SoloTwo  [Team Member]
9/6/2008 11:08:56 AM EDT
We need a Ultrasonic thread, kinda becoming interested in one.

Anyone have one thats the best bang for the buck? Would be really nice to just throw the bolt and carrier in there along with pistol barrels.
JTinIN  [Member]
9/6/2008 3:33:35 PM EDT
There are several issues at play including:

Will fluid you select actually clean by "cavitation" when exposed to the energy level and frequency of the ultrasonic you are using. Some fluids don't easily make bubbles and thus do not provide much additional cleaning effect over a solvent tank.

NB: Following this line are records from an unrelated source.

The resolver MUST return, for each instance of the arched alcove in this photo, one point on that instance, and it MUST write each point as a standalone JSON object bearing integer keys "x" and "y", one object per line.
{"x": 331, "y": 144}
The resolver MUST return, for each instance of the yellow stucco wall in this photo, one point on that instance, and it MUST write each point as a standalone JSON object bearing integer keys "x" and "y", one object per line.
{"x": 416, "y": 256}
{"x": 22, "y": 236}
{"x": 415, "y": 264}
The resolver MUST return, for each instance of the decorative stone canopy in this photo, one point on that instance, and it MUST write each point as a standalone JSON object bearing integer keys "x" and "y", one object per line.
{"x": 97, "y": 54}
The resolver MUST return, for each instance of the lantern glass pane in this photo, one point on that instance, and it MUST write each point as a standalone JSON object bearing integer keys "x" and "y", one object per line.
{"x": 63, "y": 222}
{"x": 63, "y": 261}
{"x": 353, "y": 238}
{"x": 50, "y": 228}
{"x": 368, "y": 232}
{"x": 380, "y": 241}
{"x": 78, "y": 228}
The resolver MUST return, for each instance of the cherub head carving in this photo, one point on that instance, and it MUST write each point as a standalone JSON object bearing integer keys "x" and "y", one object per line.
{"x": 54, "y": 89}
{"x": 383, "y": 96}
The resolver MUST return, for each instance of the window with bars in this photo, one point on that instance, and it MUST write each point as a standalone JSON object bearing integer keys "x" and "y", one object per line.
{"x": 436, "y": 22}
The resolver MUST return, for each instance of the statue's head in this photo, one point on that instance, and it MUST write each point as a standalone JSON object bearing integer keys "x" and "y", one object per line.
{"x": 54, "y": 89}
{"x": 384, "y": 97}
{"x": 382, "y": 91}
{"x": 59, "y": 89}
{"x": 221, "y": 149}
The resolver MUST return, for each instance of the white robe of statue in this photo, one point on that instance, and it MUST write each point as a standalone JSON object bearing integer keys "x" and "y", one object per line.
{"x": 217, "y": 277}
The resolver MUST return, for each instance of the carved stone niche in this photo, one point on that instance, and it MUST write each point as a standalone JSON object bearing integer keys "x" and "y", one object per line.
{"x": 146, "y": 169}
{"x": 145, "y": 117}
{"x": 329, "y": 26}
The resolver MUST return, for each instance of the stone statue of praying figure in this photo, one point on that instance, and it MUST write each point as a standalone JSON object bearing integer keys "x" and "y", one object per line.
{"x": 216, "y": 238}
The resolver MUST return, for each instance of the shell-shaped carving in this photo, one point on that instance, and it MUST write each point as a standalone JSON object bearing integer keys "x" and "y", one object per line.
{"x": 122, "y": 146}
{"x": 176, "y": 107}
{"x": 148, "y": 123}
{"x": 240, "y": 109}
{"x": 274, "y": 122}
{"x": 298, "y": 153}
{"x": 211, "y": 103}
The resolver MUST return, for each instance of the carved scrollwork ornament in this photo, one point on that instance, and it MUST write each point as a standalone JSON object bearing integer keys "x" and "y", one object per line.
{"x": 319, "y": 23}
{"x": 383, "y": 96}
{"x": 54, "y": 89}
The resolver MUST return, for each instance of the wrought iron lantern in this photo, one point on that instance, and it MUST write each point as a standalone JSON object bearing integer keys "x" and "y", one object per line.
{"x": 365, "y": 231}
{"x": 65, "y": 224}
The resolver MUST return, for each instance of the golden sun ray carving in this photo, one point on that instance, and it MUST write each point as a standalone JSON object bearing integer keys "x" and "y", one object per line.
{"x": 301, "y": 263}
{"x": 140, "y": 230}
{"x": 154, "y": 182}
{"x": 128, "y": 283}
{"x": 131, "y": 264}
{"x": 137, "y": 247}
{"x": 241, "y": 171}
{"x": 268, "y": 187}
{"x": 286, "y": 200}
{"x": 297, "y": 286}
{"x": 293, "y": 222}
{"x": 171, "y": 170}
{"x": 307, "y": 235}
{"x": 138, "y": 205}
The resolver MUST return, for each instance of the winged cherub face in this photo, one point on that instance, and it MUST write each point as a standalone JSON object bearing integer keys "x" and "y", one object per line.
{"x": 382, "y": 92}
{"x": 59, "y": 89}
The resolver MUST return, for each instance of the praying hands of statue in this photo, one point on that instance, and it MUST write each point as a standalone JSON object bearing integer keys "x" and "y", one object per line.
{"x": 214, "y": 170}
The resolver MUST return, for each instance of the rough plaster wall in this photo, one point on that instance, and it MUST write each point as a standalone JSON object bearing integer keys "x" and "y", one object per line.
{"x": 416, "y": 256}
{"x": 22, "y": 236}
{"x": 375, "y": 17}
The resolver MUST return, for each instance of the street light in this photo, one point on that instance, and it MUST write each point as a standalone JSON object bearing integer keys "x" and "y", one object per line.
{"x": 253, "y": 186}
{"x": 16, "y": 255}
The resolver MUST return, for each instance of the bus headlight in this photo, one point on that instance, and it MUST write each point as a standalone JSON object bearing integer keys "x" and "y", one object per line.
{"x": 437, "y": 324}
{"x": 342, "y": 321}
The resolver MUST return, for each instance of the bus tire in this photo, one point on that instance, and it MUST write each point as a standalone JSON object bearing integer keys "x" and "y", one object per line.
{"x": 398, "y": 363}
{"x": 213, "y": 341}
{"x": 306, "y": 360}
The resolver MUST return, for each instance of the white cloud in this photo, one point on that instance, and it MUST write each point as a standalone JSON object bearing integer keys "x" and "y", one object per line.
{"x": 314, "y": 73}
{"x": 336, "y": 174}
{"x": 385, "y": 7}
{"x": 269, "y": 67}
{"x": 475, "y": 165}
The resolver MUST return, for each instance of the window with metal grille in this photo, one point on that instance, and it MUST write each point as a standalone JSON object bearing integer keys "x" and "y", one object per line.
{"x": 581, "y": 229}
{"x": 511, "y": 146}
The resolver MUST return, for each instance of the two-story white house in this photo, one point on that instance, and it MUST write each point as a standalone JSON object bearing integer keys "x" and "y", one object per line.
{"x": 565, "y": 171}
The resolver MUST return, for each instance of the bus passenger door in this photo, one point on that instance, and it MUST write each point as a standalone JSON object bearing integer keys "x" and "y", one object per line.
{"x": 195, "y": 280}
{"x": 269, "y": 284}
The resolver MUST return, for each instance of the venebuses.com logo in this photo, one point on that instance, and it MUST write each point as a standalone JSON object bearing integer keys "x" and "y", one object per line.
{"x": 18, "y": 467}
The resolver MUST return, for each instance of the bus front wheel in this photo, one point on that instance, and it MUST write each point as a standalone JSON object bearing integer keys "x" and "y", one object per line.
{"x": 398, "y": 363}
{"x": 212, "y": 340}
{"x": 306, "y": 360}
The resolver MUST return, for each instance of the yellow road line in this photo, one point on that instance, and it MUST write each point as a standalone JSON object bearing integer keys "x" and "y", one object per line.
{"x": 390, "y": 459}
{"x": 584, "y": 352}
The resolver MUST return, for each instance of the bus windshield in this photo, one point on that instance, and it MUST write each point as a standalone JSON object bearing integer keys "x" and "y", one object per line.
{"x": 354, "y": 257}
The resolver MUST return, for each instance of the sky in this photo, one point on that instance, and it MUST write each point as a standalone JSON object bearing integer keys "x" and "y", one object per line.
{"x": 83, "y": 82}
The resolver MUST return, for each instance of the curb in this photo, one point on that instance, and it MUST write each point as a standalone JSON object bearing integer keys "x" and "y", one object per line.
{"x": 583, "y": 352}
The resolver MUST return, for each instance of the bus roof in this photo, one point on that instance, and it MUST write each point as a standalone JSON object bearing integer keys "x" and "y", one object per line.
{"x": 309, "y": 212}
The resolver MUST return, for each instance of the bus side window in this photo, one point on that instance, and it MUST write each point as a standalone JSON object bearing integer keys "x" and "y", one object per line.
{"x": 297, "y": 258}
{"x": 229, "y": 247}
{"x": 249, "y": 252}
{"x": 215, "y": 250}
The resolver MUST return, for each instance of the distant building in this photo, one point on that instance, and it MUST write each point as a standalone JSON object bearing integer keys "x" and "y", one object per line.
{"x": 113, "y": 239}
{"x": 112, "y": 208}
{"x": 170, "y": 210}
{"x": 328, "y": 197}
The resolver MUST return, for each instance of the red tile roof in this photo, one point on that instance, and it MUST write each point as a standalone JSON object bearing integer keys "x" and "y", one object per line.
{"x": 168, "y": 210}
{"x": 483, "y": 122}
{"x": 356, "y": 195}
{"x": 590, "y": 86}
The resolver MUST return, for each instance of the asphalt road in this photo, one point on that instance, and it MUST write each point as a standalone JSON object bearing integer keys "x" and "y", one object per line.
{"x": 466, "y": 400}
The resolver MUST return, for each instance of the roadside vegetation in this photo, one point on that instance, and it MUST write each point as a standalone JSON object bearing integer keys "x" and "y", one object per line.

In the past when cleaning lab equipment and samples for failure analysis we would often use alcohol, which cleaned well - however - is not longer approved. When running an ultrasonic cleaner the ultrasonic energy will raise the temperature of the bath (some units also have a heater), which for an flammable fluids could end up with a risk of fire (combination of warm fluids, more vapor, ignition source from the electronics or spot concentration of envergy or a spark). Thus now days the answer is "no flammable fluids".

There are low flash point mineral spirits (over 140F) labeled for solvent tank use, however,t these tend to be mostly replaced by water based cleaners due to safty, disposal and cost (the solvent based are $8+ a gallon compared to much less for paint grade mineral spirits). However, even these will burn if ignited and are not recommended for ultrasonics.

A medium powerful ultrasonic will do a good job of cleaning and removing any marginal paint or finish (even a lot that you did not know was marginal ;-) with a water based cleaner (except for cost, MPro-7 is great), which you follow up with a ultrasonic rinse using a bath with a little oil.